Klarsfeld with her husband Serge in Jerusalem (2007)

In 1960, Beate Künzel spent a year as an au pair in Paris. By her own admission, at that time "politics and history were completely foreign". But she was confronted in Paris with the consequences of the The Holocaust. In 1963, she married the French lawyer and historian Serge Klarsfeld, whose father had been killed in Auschwitz. Beate Klarsfeld said that her husband helped her to be, "a German to be conscience and awareness".[2]
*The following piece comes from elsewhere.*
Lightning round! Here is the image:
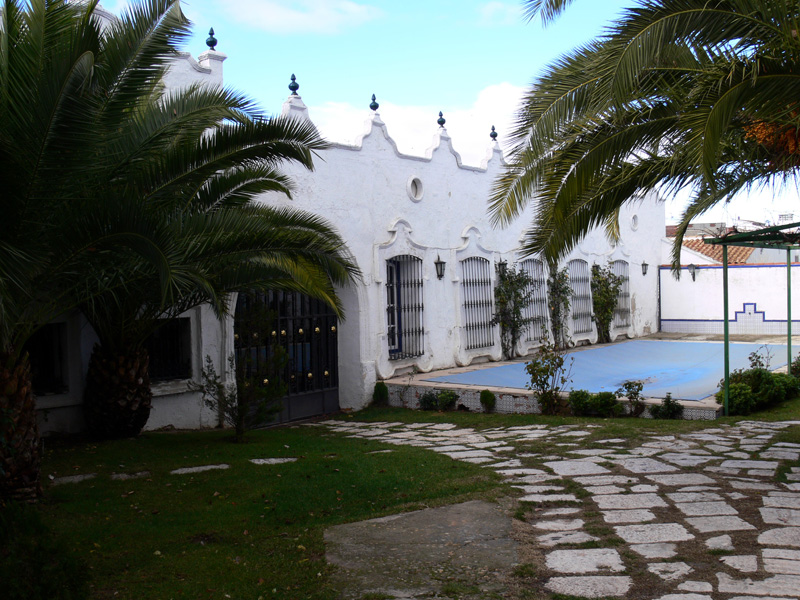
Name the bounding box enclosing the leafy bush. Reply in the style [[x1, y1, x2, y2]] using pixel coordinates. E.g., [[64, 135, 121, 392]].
[[591, 392, 622, 418], [650, 392, 683, 419], [569, 390, 592, 417], [419, 390, 458, 411], [525, 342, 573, 415], [372, 381, 389, 406], [0, 504, 89, 600], [481, 390, 497, 412], [714, 383, 756, 415], [616, 381, 645, 417]]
They had two children: Arno David (born 1965) and Lida Myriam (born 1973).[3] After changing employment she worked from 1964 as a secretary at new German-French Youth Office. They published a guide German girl au pair in Paris. During an unpaid leave year, after the birth of her son, she became increasingly engaged in feminist literature and the emancipation of women in Germany. By the end of 1966, she moved with her family, her mother and the three-member family of Serge's sister in an apartment together.[4]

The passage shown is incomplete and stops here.